Voilà bien ces intraitables tribus signalées par MM. Petherick, d'Arnaud, Miani, et ce jeune voyageur, M. Lejean, auquel nous sommes redevables des meilleurs travaux sur le haut Nil.

—Ainsi, demanda Kennedy, nos découvertes sont d'accord avec les pressentiments de la science

—Tout à fait d'accord.

Les sources du fleuve Blanc, du Bahr-el-Abiad, sont immergées dans un lac grand comme une mer ; c'est là qu'il prend naissance ; la poésie y perdra sans doute ; on aimait à supposer à ce roi des fleuves une origine céleste ; les anciens l'appelaient du nom d'Océan, et l'on n'était pas éloigné de croire qu'il découlait directement du soleil ! Mais il faut en rabattre et accepter de temps en temps ce que la science nous enseigne ; il n'y aura peut-être pas toujours des savants, il y aura toujours des poètes.
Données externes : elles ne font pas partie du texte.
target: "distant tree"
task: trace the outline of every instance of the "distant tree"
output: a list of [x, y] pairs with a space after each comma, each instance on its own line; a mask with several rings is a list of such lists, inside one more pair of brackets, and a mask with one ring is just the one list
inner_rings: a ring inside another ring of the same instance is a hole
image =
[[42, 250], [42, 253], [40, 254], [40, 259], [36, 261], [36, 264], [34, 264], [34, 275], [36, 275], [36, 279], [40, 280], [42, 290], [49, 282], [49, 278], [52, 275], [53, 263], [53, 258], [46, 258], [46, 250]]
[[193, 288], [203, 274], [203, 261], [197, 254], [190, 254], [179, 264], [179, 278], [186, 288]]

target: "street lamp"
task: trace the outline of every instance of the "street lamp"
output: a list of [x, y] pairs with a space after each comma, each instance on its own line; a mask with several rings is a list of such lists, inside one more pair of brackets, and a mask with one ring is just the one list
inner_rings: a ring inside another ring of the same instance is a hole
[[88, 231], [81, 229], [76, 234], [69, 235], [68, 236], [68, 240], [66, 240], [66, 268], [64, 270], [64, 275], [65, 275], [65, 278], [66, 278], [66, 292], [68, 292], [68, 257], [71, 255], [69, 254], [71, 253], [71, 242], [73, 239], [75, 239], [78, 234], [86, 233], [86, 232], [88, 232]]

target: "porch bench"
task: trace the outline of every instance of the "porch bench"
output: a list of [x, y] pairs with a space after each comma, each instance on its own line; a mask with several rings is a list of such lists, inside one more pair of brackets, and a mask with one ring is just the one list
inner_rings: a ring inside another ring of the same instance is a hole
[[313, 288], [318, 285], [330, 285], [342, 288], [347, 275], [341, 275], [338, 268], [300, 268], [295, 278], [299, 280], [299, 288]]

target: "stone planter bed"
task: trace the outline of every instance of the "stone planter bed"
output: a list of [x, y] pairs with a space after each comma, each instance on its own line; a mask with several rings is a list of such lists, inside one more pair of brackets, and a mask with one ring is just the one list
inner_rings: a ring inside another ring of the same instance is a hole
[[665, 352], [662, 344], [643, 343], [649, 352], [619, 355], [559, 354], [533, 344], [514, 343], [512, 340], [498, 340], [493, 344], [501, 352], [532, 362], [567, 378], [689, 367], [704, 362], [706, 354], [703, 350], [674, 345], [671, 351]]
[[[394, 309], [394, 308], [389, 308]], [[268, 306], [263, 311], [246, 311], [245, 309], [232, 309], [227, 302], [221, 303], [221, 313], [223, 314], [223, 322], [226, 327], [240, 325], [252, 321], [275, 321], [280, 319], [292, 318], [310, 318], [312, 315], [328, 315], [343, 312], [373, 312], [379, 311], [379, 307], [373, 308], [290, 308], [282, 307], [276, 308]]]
—On aperçoit encore des cataractes, dit Joe.

—Ce sont les cataractes de Makedo, par trois degrés de latitude.

Rien n'est plus exact ! Que n'avons-nous pu suivre pendant quelques heures le cours du Nil !

—Et là-bas, devant nous, dit le chasseur, j'aperçois le sommet d'une montagne.

—C'est le mont Logwek, la Montagne tremblante des Arabes ; toute cette contrée a été visitée par M. Debono, qui la parcourait sous le nom de Latif Effendi.

Les tribus voisines du Nil sont ennemies et se font une guerre d'extermination. Vous jugez sans peine des périls, qu'il a dû affronter. » Le vent portait alors le Victoria vers le nord-ouest. Pour éviter le mont Logwek, il fallut chercher un courant plus incliné.

« Mes amis, dit le docteur à ses deux compagnons, voici que nous commençons véritablement notre traversée africaine.

Jusqu'ici nous avons surtout suivi les traces de nos devanciers. Nous allons nous lancer dans l'inconnu désormais. Le courage ne nous fera pas défaut ?

—Jamais, s'écrièrent d'une seule voix Dick et Joe.

—En route donc, et que le ciel nous soit en aide !

» A dix heures du soir, par-dessus des ravins, des forêts, des villages dispersés, les voyageurs arrivaient au flanc de la Montagne tremblante, dont ils longeaient les rampes adoucies. En cette mémorable journée du 23 avril, pendant une marche de quinze heures, ils avaient, sous l'impulsion d'un vent rapide, parcouru une distance de plus de trois cent quinze milles [Plus de cent vingt-cinq lieues].

Mais cette dernière partie du voyage les avait laissés sous une impression triste.

Un silence complet régnait dans la nacelle. Le docteur Fergusson était-il absorbé par ses découvertes ? Ses deux compagnons songeaient-ils à cette traversée au milieu de régions inconnues ? Il y avait de tout cela, sans doute, mêlé à de plus vifs souvenirs de l'Angleterre et des amis éloignés. Joe seul montrait une insouciante philosophie, trouvant tout naturel que la patrie ne fût pas là du moment qu'elle était absente ; mais il respecta le silence de Samuel Fergusson et de Dick Kennedy.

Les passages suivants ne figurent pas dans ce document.